Sieci 5G mają otworzyć przed nami drzwi do nowych zastosowań sieci mobilnych. Mówimy tutaj o komunikacji międzymaszynowej M2M (machine-to-machine), wymianie informacji pomiędzy samochodami autonomicznymi, superszybkim dostępie do internetu, wszechobecnym aplikacjom AR/VR oraz graniu “w chmurze”. Przy czym większość tych aplikacji wymaga jednego. Niemalże zerowych opóźnień. Dlatego operatorzy zaczęli już budować światłowodowe sieci szkieletowe, które pozwalają na przesył danych z minimalnymi opóźnieniami. Oprócz tego testowane są linie radiowe nowej generacji, które będą mogły zastąpić światłowody. Dlatego niektórzy dziwią się, że Intelsat proponuje operatorom 5G stosowanie łączy satelitarnych. Nie dość, że mają one ograniczoną przepustowość, to wprowadzają duże opóźnienia.

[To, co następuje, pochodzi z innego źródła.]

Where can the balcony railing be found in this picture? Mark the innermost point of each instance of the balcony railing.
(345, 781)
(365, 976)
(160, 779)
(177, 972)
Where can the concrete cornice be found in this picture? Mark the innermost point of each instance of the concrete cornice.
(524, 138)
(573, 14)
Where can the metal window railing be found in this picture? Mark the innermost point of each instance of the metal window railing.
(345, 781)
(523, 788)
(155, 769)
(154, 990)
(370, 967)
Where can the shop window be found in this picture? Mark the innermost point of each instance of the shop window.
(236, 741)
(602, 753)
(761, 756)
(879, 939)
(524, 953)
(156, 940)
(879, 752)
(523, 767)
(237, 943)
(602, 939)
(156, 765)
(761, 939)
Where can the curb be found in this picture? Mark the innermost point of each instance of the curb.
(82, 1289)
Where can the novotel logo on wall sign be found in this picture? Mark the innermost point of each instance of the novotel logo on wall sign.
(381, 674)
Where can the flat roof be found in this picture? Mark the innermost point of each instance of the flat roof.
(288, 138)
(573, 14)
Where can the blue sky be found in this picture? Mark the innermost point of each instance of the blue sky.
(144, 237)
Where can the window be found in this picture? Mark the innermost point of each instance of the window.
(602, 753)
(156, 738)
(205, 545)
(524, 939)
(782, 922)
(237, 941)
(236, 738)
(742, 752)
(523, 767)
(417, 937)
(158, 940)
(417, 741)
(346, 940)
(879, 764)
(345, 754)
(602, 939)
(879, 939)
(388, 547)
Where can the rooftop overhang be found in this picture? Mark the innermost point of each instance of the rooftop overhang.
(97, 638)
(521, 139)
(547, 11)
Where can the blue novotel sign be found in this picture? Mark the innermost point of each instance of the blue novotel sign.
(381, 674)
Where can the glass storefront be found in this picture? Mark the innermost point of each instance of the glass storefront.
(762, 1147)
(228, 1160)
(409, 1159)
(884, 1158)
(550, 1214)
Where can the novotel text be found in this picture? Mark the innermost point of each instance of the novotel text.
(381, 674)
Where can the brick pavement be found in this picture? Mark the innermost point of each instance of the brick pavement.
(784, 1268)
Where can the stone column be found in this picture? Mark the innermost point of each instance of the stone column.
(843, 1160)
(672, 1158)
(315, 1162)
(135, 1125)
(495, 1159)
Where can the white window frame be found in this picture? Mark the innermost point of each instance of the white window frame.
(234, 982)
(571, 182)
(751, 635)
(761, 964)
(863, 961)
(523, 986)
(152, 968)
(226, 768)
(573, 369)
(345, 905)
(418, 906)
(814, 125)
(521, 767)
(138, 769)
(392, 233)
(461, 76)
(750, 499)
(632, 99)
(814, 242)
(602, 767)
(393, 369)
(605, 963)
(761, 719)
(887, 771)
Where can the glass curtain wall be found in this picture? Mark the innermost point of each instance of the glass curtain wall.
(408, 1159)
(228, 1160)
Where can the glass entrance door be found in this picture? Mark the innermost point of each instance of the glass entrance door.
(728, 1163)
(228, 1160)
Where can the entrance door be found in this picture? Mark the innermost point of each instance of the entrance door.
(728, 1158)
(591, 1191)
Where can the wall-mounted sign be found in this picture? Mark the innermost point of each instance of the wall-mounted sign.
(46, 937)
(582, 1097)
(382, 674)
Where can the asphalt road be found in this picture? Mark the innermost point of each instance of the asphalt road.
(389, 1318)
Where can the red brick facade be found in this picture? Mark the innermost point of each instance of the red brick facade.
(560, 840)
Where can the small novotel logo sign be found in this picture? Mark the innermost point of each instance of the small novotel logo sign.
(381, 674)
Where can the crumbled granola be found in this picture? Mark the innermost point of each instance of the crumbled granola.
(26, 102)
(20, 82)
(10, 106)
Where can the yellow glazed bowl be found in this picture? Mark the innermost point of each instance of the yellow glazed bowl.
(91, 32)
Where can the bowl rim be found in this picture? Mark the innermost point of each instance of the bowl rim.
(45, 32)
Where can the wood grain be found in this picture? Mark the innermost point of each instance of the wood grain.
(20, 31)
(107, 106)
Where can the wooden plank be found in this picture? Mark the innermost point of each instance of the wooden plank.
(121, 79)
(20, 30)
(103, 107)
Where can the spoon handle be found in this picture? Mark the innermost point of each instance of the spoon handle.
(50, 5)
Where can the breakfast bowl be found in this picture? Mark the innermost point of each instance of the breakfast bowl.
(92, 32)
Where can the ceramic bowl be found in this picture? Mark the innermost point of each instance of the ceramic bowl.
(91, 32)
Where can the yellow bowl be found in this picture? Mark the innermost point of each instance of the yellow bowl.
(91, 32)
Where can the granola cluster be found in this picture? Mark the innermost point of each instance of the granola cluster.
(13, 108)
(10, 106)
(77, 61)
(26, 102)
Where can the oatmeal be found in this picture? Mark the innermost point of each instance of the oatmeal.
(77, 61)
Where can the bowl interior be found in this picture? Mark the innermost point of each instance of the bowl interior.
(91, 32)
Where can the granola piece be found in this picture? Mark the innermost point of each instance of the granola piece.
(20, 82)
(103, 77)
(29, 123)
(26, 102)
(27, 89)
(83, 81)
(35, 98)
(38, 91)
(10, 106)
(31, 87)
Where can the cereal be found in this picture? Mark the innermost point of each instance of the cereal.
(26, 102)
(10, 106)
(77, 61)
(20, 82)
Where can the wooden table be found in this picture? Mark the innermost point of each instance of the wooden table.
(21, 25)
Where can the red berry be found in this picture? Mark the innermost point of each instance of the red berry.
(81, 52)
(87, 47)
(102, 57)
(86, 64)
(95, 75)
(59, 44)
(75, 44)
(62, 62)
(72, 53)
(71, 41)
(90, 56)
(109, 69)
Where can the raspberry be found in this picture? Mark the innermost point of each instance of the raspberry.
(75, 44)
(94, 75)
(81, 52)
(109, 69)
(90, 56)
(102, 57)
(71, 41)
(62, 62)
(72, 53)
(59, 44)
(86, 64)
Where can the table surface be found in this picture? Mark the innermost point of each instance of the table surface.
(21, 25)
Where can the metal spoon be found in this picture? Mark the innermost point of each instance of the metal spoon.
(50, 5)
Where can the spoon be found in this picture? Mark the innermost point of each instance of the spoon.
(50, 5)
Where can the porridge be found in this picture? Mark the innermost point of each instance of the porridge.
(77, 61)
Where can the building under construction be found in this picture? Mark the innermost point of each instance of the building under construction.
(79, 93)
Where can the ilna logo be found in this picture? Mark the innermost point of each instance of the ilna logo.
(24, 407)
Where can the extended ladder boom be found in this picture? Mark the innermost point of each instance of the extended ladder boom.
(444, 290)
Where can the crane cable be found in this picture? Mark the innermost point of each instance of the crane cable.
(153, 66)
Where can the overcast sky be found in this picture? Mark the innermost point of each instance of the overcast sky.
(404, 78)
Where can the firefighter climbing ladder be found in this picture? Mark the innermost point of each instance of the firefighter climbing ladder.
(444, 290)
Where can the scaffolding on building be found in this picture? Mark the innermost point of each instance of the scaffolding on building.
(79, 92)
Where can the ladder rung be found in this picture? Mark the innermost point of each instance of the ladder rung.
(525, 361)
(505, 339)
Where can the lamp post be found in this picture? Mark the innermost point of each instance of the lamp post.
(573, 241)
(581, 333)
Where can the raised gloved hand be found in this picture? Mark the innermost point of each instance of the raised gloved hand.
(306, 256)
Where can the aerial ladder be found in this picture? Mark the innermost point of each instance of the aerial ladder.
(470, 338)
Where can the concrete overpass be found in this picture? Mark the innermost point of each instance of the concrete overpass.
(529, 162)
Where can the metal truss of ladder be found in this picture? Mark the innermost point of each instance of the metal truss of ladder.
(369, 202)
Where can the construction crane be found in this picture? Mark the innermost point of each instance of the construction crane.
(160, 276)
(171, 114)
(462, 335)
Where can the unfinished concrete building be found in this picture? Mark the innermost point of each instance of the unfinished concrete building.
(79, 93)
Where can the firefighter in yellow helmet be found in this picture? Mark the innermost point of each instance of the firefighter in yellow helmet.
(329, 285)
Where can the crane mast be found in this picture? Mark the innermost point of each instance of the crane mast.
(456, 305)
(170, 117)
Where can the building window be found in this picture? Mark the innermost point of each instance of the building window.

Intelsat doskonale zdaje sobie z ograniczeń łączności satelitarnej
Kto, jak kto, ale Intelsat doskonale wie, do czego można stosować łącza satelitarne, a do czego nie. Jean-Philippe Gillet (wiceprezes i dyrektor generalny działu usług szerokopasmowych Intelsat) chce, żeby jego firma uczestniczyła w budowie sieci 5G, ale nie zamierza wciskać rozwiązań satelitarnych operatorom na siłę. Opóźnienie wprowadzane przez łącze satelitarne jest czymś, czego nie można uniknąć. Dlatego technika satelitarna nie nada się do sterowania pojazdów autonomicznych. Jednak bez problemu sprawdzi się w usługach dostępu do internetu. Intelsat już od pewnego czasu oferuje “mobilne hotspoty”. Są to samochody z antenami satelitarnymi, które mogą odciążyć przeciążone sieci mobilne.
Dlatego łączność satelitarna może pomóc w budowie sieci 5G tam, gdzie światłowód (a nawet linia radiowa) nie sięga. Dobrym przykładem jest tutaj uruchomiona nad Morskim Okiem nowa stacja bazowa Orange.